Microsoft last month launched US availability of its Online Services (Microsoft-hosted email and collaboration software, available on subscription). I snuck into a blogger roundtable held at the event and felt privileged to witness the spectacle of a team of Microsoftees celebrating the benefits of moving applications to the cloud. Of course they maintained the official mantra that customers have the choice whether to stay on-premise or go to the cloud. But hearing how delighted customers are to bypass the horrors of on-premise implementation and the upfront costs of conventional licensing, I wondered aloud how many are ever likely to choose to go back on-premise once they've experienced a cloud deployment.

Privately I wondered also whether even Microsoft has the cash to fund large numbers of its customers moving to the cloud model — in which the vendor, rather than the customer, takes on all the upfront cost of building and deploying the computing infrastructure. In a keynote at the SIIA OnDemand conference the following day, Omniture's CEO Josh James highlighted the horrendous cash demands that weigh on pay-as-you-go computing providers. It struck me that, if SaaS and cloud really do take off — and many people are saying, supported by anecdotal evidence of rising sales this past month or two, that recession will accelerate rather than delay uptake — then the entire industry could face a cash crisis in a few years' time.

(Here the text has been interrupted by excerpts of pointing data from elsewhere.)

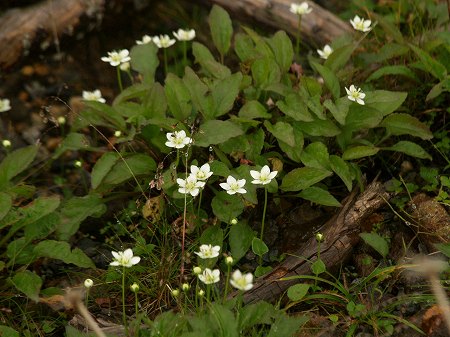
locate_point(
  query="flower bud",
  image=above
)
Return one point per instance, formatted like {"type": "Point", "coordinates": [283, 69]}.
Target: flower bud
{"type": "Point", "coordinates": [88, 283]}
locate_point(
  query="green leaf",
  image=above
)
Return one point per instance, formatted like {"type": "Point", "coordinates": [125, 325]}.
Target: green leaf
{"type": "Point", "coordinates": [35, 210]}
{"type": "Point", "coordinates": [319, 196]}
{"type": "Point", "coordinates": [6, 331]}
{"type": "Point", "coordinates": [294, 152]}
{"type": "Point", "coordinates": [298, 291]}
{"type": "Point", "coordinates": [410, 148]}
{"type": "Point", "coordinates": [403, 124]}
{"type": "Point", "coordinates": [362, 117]}
{"type": "Point", "coordinates": [216, 131]}
{"type": "Point", "coordinates": [304, 177]}
{"type": "Point", "coordinates": [16, 162]}
{"type": "Point", "coordinates": [265, 72]}
{"type": "Point", "coordinates": [281, 46]}
{"type": "Point", "coordinates": [377, 242]}
{"type": "Point", "coordinates": [29, 283]}
{"type": "Point", "coordinates": [212, 236]}
{"type": "Point", "coordinates": [224, 94]}
{"type": "Point", "coordinates": [329, 77]}
{"type": "Point", "coordinates": [338, 110]}
{"type": "Point", "coordinates": [131, 166]}
{"type": "Point", "coordinates": [221, 29]}
{"type": "Point", "coordinates": [318, 267]}
{"type": "Point", "coordinates": [360, 151]}
{"type": "Point", "coordinates": [204, 57]}
{"type": "Point", "coordinates": [385, 101]}
{"type": "Point", "coordinates": [61, 251]}
{"type": "Point", "coordinates": [144, 60]}
{"type": "Point", "coordinates": [253, 109]}
{"type": "Point", "coordinates": [339, 57]}
{"type": "Point", "coordinates": [315, 155]}
{"type": "Point", "coordinates": [240, 239]}
{"type": "Point", "coordinates": [259, 247]}
{"type": "Point", "coordinates": [294, 106]}
{"type": "Point", "coordinates": [5, 205]}
{"type": "Point", "coordinates": [325, 128]}
{"type": "Point", "coordinates": [75, 210]}
{"type": "Point", "coordinates": [227, 207]}
{"type": "Point", "coordinates": [178, 97]}
{"type": "Point", "coordinates": [282, 131]}
{"type": "Point", "coordinates": [393, 70]}
{"type": "Point", "coordinates": [341, 168]}
{"type": "Point", "coordinates": [431, 65]}
{"type": "Point", "coordinates": [155, 106]}
{"type": "Point", "coordinates": [101, 168]}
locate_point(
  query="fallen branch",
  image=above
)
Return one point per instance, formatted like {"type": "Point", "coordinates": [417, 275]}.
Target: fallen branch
{"type": "Point", "coordinates": [340, 234]}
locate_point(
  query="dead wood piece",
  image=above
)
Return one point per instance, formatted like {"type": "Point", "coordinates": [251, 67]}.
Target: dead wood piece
{"type": "Point", "coordinates": [318, 27]}
{"type": "Point", "coordinates": [340, 234]}
{"type": "Point", "coordinates": [47, 20]}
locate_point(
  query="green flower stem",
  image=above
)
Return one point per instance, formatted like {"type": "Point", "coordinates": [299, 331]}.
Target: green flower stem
{"type": "Point", "coordinates": [119, 78]}
{"type": "Point", "coordinates": [136, 303]}
{"type": "Point", "coordinates": [165, 61]}
{"type": "Point", "coordinates": [124, 315]}
{"type": "Point", "coordinates": [297, 40]}
{"type": "Point", "coordinates": [225, 293]}
{"type": "Point", "coordinates": [264, 214]}
{"type": "Point", "coordinates": [184, 54]}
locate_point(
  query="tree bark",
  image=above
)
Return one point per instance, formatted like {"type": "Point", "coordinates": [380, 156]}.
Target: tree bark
{"type": "Point", "coordinates": [318, 27]}
{"type": "Point", "coordinates": [340, 235]}
{"type": "Point", "coordinates": [45, 22]}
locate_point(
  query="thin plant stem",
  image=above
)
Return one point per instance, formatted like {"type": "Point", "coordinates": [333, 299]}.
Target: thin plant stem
{"type": "Point", "coordinates": [124, 315]}
{"type": "Point", "coordinates": [165, 61]}
{"type": "Point", "coordinates": [264, 214]}
{"type": "Point", "coordinates": [297, 40]}
{"type": "Point", "coordinates": [119, 78]}
{"type": "Point", "coordinates": [136, 306]}
{"type": "Point", "coordinates": [184, 54]}
{"type": "Point", "coordinates": [225, 293]}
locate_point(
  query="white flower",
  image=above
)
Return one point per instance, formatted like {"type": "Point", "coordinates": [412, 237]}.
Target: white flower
{"type": "Point", "coordinates": [208, 251]}
{"type": "Point", "coordinates": [325, 52]}
{"type": "Point", "coordinates": [163, 41]}
{"type": "Point", "coordinates": [355, 94]}
{"type": "Point", "coordinates": [202, 173]}
{"type": "Point", "coordinates": [125, 66]}
{"type": "Point", "coordinates": [177, 139]}
{"type": "Point", "coordinates": [88, 283]}
{"type": "Point", "coordinates": [125, 258]}
{"type": "Point", "coordinates": [361, 24]}
{"type": "Point", "coordinates": [134, 287]}
{"type": "Point", "coordinates": [242, 281]}
{"type": "Point", "coordinates": [264, 177]}
{"type": "Point", "coordinates": [95, 95]}
{"type": "Point", "coordinates": [233, 186]}
{"type": "Point", "coordinates": [116, 58]}
{"type": "Point", "coordinates": [4, 105]}
{"type": "Point", "coordinates": [300, 9]}
{"type": "Point", "coordinates": [145, 39]}
{"type": "Point", "coordinates": [190, 185]}
{"type": "Point", "coordinates": [210, 276]}
{"type": "Point", "coordinates": [184, 35]}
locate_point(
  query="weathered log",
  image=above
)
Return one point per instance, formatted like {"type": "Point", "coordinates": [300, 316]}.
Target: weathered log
{"type": "Point", "coordinates": [44, 23]}
{"type": "Point", "coordinates": [318, 27]}
{"type": "Point", "coordinates": [340, 234]}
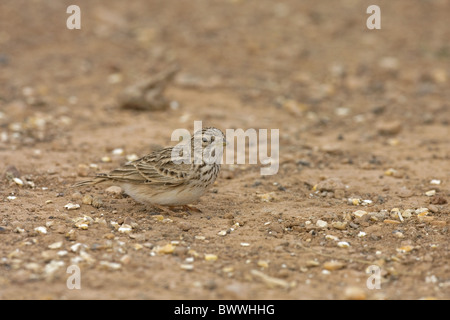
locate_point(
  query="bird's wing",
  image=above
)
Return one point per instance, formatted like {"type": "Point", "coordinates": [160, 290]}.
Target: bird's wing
{"type": "Point", "coordinates": [155, 168]}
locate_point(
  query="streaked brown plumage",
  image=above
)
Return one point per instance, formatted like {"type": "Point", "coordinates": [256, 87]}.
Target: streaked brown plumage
{"type": "Point", "coordinates": [156, 179]}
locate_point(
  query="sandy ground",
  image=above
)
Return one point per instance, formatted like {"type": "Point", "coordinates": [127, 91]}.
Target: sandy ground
{"type": "Point", "coordinates": [364, 129]}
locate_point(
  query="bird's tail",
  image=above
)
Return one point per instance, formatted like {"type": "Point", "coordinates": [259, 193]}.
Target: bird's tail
{"type": "Point", "coordinates": [99, 179]}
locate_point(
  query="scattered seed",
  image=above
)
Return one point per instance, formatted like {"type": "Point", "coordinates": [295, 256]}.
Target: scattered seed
{"type": "Point", "coordinates": [41, 230]}
{"type": "Point", "coordinates": [211, 257]}
{"type": "Point", "coordinates": [343, 244]}
{"type": "Point", "coordinates": [72, 206]}
{"type": "Point", "coordinates": [333, 265]}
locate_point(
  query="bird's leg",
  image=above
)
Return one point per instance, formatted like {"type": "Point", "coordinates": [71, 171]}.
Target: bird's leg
{"type": "Point", "coordinates": [169, 210]}
{"type": "Point", "coordinates": [163, 209]}
{"type": "Point", "coordinates": [191, 209]}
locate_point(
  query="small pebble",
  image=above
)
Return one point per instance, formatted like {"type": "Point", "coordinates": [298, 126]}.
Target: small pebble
{"type": "Point", "coordinates": [187, 267]}
{"type": "Point", "coordinates": [343, 244]}
{"type": "Point", "coordinates": [56, 245]}
{"type": "Point", "coordinates": [167, 249]}
{"type": "Point", "coordinates": [117, 152]}
{"type": "Point", "coordinates": [331, 237]}
{"type": "Point", "coordinates": [354, 293]}
{"type": "Point", "coordinates": [18, 181]}
{"type": "Point", "coordinates": [312, 263]}
{"type": "Point", "coordinates": [362, 234]}
{"type": "Point", "coordinates": [125, 228]}
{"type": "Point", "coordinates": [87, 199]}
{"type": "Point", "coordinates": [389, 221]}
{"type": "Point", "coordinates": [211, 257]}
{"type": "Point", "coordinates": [339, 225]}
{"type": "Point", "coordinates": [333, 265]}
{"type": "Point", "coordinates": [114, 191]}
{"type": "Point", "coordinates": [359, 213]}
{"type": "Point", "coordinates": [72, 206]}
{"type": "Point", "coordinates": [110, 265]}
{"type": "Point", "coordinates": [321, 224]}
{"type": "Point", "coordinates": [132, 157]}
{"type": "Point", "coordinates": [41, 230]}
{"type": "Point", "coordinates": [263, 264]}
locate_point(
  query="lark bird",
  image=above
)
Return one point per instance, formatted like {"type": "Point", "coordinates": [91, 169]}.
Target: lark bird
{"type": "Point", "coordinates": [171, 176]}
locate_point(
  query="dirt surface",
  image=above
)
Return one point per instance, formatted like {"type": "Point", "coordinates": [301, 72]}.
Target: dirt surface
{"type": "Point", "coordinates": [363, 114]}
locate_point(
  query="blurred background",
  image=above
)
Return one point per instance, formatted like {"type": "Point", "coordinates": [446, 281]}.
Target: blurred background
{"type": "Point", "coordinates": [351, 103]}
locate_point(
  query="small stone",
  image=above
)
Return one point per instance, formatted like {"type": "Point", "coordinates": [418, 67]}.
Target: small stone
{"type": "Point", "coordinates": [126, 259]}
{"type": "Point", "coordinates": [71, 235]}
{"type": "Point", "coordinates": [343, 244]}
{"type": "Point", "coordinates": [339, 225]}
{"type": "Point", "coordinates": [187, 267]}
{"type": "Point", "coordinates": [263, 264]}
{"type": "Point", "coordinates": [362, 234]}
{"type": "Point", "coordinates": [439, 223]}
{"type": "Point", "coordinates": [110, 265]}
{"type": "Point", "coordinates": [405, 193]}
{"type": "Point", "coordinates": [132, 157]}
{"type": "Point", "coordinates": [97, 202]}
{"type": "Point", "coordinates": [330, 185]}
{"type": "Point", "coordinates": [266, 197]}
{"type": "Point", "coordinates": [359, 213]}
{"type": "Point", "coordinates": [354, 293]}
{"type": "Point", "coordinates": [125, 228]}
{"type": "Point", "coordinates": [389, 128]}
{"type": "Point", "coordinates": [41, 230]}
{"type": "Point", "coordinates": [18, 181]}
{"type": "Point", "coordinates": [72, 206]}
{"type": "Point", "coordinates": [184, 226]}
{"type": "Point", "coordinates": [421, 212]}
{"type": "Point", "coordinates": [393, 173]}
{"type": "Point", "coordinates": [353, 201]}
{"type": "Point", "coordinates": [117, 152]}
{"type": "Point", "coordinates": [56, 245]}
{"type": "Point", "coordinates": [105, 159]}
{"type": "Point", "coordinates": [87, 199]}
{"type": "Point", "coordinates": [333, 265]}
{"type": "Point", "coordinates": [407, 213]}
{"type": "Point", "coordinates": [167, 249]}
{"type": "Point", "coordinates": [83, 170]}
{"type": "Point", "coordinates": [339, 194]}
{"type": "Point", "coordinates": [114, 191]}
{"type": "Point", "coordinates": [405, 249]}
{"type": "Point", "coordinates": [228, 216]}
{"type": "Point", "coordinates": [321, 224]}
{"type": "Point", "coordinates": [388, 221]}
{"type": "Point", "coordinates": [211, 257]}
{"type": "Point", "coordinates": [398, 234]}
{"type": "Point", "coordinates": [312, 263]}
{"type": "Point", "coordinates": [271, 282]}
{"type": "Point", "coordinates": [438, 200]}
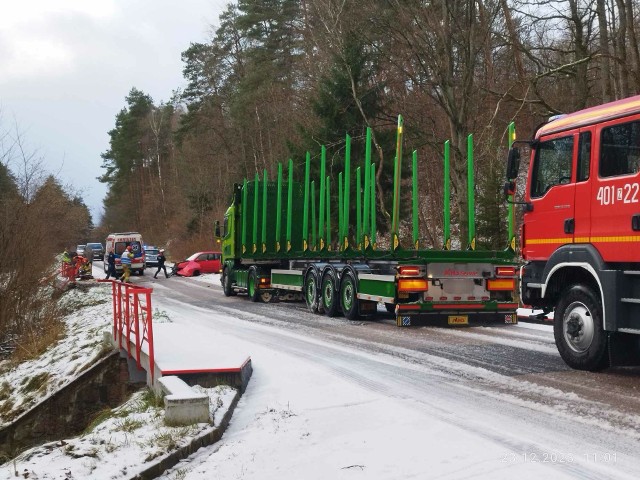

Estimates vary, but the global software industry probably generates annual revenues of about $500 billion. Industry analysts are saying that up to 25% of new software sales will be delivered as SaaS within the next few years. That implies a shortfall of some $100 billion of license revenue that won't be collected upfront any more, along with whatever it takes to buy and set up the infrastructure to operate it — maybe another $100 billion?

These are scary numbers, and others can do a better job than I of validating them, but let's say they're even half accurate. Will the industry have enough nerve collectively to fund that revenue gap, not just for a year, but over a period of several years as the big switch to cloud and SaaS accelerates? Especially if such a huge financial shortfall coincides with the tail end of what is starting to look like it will be a deep, traumatizing recession?

The best route out of that recession, of course, will be to encourage investment in the technologies and industries that will fuel economic recovery. I believe Web-hosted applications and business services will play a huge role in stoking growth and profits as we enter the next upturn. But today, the US federal government is being urged to spend money propping up the past — as governments often do — rather than investing in the future.

Of course there's a social obligation on government to do what it can to avert the economic destruction of entire communities. But real jobs come from forward-looking, innovative industries. Instead of bailing out inefficient (and speculative) auto makers, the US taxpayer might be better served by providing tax breaks to the cloud providers who will have to risk so much capital to fund the coming shift to SaaS and cloud computing.